Not all that cash came from sales of $650 monogrammed velvet slippers, of course; countless shoppers contented themselves with a $39 polo shirt at one of the company’s outlet stores. But veteran apparel reporter Teri Agins, author of the seminal book The End of Fashion, credits David Lauren’s fantasy-rooted marketing for quietly channeling each tier of shopper to his or her respective Ralph Lauren brand, where “everybody can feel like they have a piece. It’s a magnificent example of a company that’s been able to play all the keys on the piano,” she says.
And the tune goes on. A big part of David’s task is selling Ralph’s world to the world of tomorrow. The marketing department just launched its opening salvo with the RL Gang, a children’s storybook available both online and in print that features a band of painfully adorable kids out adventuring in their tweeds, vests and bow ties.
It need be said that not everyone is destined to dream of a life in private libraries and polo fields, as David Lauren will freely admit.
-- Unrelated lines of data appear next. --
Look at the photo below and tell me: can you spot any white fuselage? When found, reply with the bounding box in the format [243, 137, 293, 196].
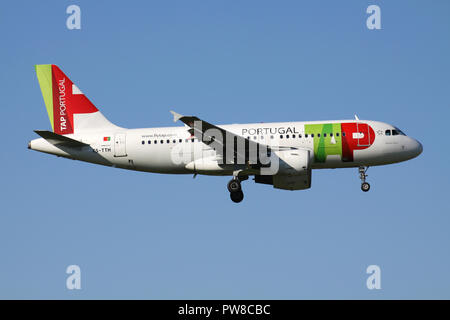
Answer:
[29, 120, 422, 175]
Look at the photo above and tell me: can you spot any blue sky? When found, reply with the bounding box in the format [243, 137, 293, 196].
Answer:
[0, 0, 450, 299]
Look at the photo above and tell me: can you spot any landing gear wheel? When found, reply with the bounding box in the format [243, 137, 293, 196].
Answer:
[230, 190, 244, 203]
[361, 182, 370, 192]
[358, 166, 370, 192]
[227, 179, 242, 193]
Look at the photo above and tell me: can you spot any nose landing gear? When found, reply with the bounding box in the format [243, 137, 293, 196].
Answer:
[358, 167, 370, 192]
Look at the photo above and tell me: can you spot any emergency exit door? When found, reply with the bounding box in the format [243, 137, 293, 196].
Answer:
[114, 133, 127, 157]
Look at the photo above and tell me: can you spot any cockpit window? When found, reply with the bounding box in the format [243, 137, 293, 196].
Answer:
[392, 127, 406, 136]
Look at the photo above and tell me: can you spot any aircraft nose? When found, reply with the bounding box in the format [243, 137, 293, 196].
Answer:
[411, 139, 423, 157]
But company sales have proven that millions of Americans do. And so long as they continue to, David Lauren will be ready for them. “Our job,” he says, “is to make you dream, to make customers feel they can step into this world. And whether it’s creating beautiful stores, beautiful ads or beautiful Web campaigns, wherever you touch the Ralph Lauren brand, you should be feeling like you can connect.”
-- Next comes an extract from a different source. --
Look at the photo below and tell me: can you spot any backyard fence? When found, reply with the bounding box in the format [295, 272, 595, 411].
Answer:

“We were far ahead of the competition in what is today commonplace for many brands,” says David Lauren, marketing scion of the fashion house his father created. Case in point: the company’s first iPhone app. Launched in 2008, the application debuted “just when we thought iPhone apps couldn’t be fashionable,” wrote one blogger. Kept rigorously up to date (version 4.0.0 is shown above), the app gives users a peek at the company’s latest collections. Much of the buzz, however, centers around that little accessory at the bottom of the screen. The Ricky Bag is handcrafted in Italy from alligator and retails for $16,995. The app affords ladies a 360 degree view of it. Oh, so cruel.